How to implement MLPconv of Network in Network?

I did not see any pytorch implementation about this, so I want to give a try.

from the paper, it is said that, they apply a tiny MLP layer(or few layers) after the conv kernel. So this MLP layer is acting locally instead of globally, I saw some code just using conv2d with kernel size 1 attached to conv2d with kernel size 3, which is different from the original paper.

Because the convolution in CNN, before going to ReLU, is just a elementwise-multiplication with a sum action, so the MLPconv should be something like below:

# suppose we have a conv kernel K, which is 3x3 in size, and
# it is right about to do the element-wise multiplication with the image patch P, 
# which is also 3x3 in size(think about a 3x3 area of an image with NxM size). 
# Here I use * represents element-wise multiplication.

mlp1 = nn.Linear(9,9)
mlp2 = nn.Linear(9,1)
relu = F.relu()

# mlpconv action then is equal to a convolution action with 
# each of the step doing below calculation:
relu( mlp2( relu( mlp1( (P*K).view(-1) )))) 

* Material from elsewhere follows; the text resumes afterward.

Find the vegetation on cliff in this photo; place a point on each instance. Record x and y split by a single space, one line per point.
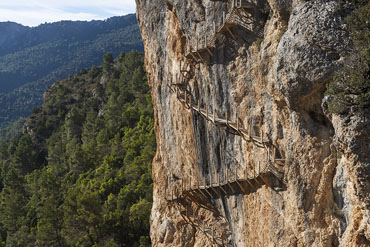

but how to do this in pytorch???

I need some ideas and your help.

How would the input channels be treated?
Would the linear layer perform an operation such as:

# input patch
patch = torch.randn(in_channels, height, width).view(-1)
lin = nn.Linear(in_channels * height * width, 1)
out = lin(patch)

If so, then this would be equal to a conv layer without overlapping windows, no?

ok i implemented, with a sliding window…now they are updating…both mlp and conv2d

but it is really ugly…I still look forward your opnions